Down the stairs. Past the playroom ablaze. Out the front door. Into the street.
Orange flames shot sideways out of the house, the conflagaration blinding and bewildering. A thick fog enveloped my mind, my bare feet numb on the pavement, my fingers locked around Ted E. Bear's soft paw.
My parents didn't let me watch for long.
Inside the safety of my neighbors house, the groginess subsided, and I realized that my teddy bear was the only material item I had left, that any of us had left for that matter.
My Teddy Bear
As a little kid, I loved my teddy bear. I brought it with me everywhere. I brought it on countless camping trips, sleepovers, and summer camp. In my teens, I forgot all about it and lost him in my early 20s. Then I started having kids of my own. As I was looking for something else. I accidentally found him buried beneath some boxes, my koala teddy bear. So, I gave him to my daughter. 3 years later it is still her favourite stuffy. She named it Daddy stuffy.
Silent Protector
As you hid under covers as a child, the creature, be it doll, animal, or something else, lay with you, comforting you from unseen monsters lurking in closets, shadows and beneath you.

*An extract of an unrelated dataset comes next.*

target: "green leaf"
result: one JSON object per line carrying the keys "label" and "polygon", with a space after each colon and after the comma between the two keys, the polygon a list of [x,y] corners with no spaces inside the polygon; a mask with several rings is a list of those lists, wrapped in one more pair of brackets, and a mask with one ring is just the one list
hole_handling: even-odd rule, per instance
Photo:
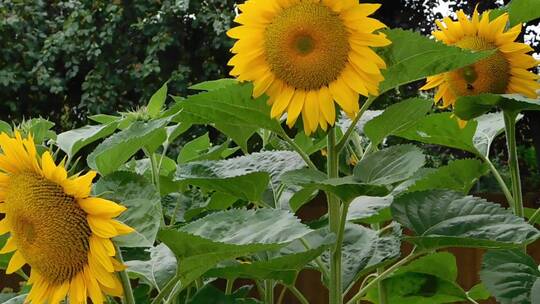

Prehaps it was a playmate, an audience member or a daring character in stories made in the summer sun, coming to life with the sparks of a young imagination, a close friend, prehaps the closest.
You could tell it/them/her/him anything, and looking at the object clutched in your grasp, feel safe. You could joke, cry, simply babble, and there it was to patiently listen.
Even if there were a hundred different toys in your space or room, this one was the best, somehow, with holes, often repaired, with stains, left after many scrubbings, with the panicked search when it was misplaced, left behind, or forgotton, the wave of pure relief and happiness when it was found again.
As a child, growing up, the protector and friend was set aside for new adventures, but never quite forgotten.
Prehaps it is still picked up and clutched tightly during darkest nights, protecting from all the things that grow with age, lurking not only behind doors and underneath beds, but within the depths of the mind.
But no matter what, the silent protector, be it bear, sheep, doll, bird, or anything else, still holds a silent watch over our happiest memories and vulnerable times, now hidden in the fabrics of time forevermore.